La investigación reveló que esa organización criminal se especializaba en la suplantación de identidades y de puestos de cobro para apropiarse ilegalmente de los recursos del Departamento para la Prosperidad Social (DPS). Para ello, suplantaban las huellas dactilares de las víctimas.
Cada persona cumplía un rol determinante dentro de la organización.

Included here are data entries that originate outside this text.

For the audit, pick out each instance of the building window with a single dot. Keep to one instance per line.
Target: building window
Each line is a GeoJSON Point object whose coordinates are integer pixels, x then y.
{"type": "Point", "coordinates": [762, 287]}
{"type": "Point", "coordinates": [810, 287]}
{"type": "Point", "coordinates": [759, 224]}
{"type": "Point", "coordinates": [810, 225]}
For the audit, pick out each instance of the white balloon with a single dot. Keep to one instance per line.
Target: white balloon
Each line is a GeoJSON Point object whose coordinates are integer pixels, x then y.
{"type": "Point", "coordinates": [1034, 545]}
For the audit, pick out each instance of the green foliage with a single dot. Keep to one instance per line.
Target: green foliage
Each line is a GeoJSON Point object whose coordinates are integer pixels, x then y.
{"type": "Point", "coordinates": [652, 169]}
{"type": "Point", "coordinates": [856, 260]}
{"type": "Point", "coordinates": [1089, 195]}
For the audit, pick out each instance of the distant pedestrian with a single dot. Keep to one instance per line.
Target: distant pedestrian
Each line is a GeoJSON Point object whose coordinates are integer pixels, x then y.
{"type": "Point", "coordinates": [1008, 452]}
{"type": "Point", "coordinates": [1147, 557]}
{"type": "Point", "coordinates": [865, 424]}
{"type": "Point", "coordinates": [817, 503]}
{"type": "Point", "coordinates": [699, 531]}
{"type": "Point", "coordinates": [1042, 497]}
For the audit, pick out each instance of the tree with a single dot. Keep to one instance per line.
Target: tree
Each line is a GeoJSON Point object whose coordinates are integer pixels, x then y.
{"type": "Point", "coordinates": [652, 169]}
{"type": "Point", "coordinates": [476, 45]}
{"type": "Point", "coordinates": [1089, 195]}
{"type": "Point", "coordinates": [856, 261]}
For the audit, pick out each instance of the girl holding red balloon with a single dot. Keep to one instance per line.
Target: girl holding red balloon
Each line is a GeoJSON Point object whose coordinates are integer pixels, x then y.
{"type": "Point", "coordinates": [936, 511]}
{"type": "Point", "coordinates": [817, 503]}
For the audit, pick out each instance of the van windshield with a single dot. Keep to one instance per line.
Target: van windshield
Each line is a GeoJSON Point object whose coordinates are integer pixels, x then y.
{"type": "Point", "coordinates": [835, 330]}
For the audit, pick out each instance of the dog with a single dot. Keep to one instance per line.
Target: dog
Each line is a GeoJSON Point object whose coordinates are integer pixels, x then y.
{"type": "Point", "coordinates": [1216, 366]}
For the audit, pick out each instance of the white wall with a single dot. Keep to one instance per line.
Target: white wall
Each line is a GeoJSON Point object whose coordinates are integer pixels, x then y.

Yeimar Rafael Gutiérrez Ricaurte, señalado cabecilla, presuntamente suministraba las cédulas de ciudadanía de los ciudadanos, definía los valores a cobrar y coordinaba para reclamar los dineros.
Por su parte, María Teresa Bolaño Martínez, María Jeannette Marín Cañas y María Patricia Parra Goe presuntamente ingresaron a las bases de datos y, mediante el uso de registros biométricos ajenos o irregulares, gestionaron el desembolso de más de $116 millones.
Asimismo, se conoció que parte de los recursos apropiados habrían sido transferidos a Israel Segundo Gutiérrez Severiche. Los otros seis posibles involucrados en el entramado ilegal serían los encargados de cumplir roles relacionados con la suplantación, cobro de subsidios, coordinaciones de puntos físicos y los procesos de verificación de identidad.
La investigación duró más de un año, luego de que la red multiservicios de giros denunciara inicialmente ante la fiscalía las ilegalidades presentadas en varios de sus puntos de pago.
Durante las capturas fueron encontrados e incautados nueve computadores, ocho terminales telefónicas y tres discos duros que serán sometidos a pruebas forenses para extraer información; también fueron halladas máquinas laminadoras, lectores biométricos, lectores de códigos de barras e insumos para la presunta creación ilícita de cédulas de ciudadanía.
Cinco de los procesados fueron enviados a la cárcel, mientras que otros seis estarán privados de su libertad en su casa mientras avanza la investigación.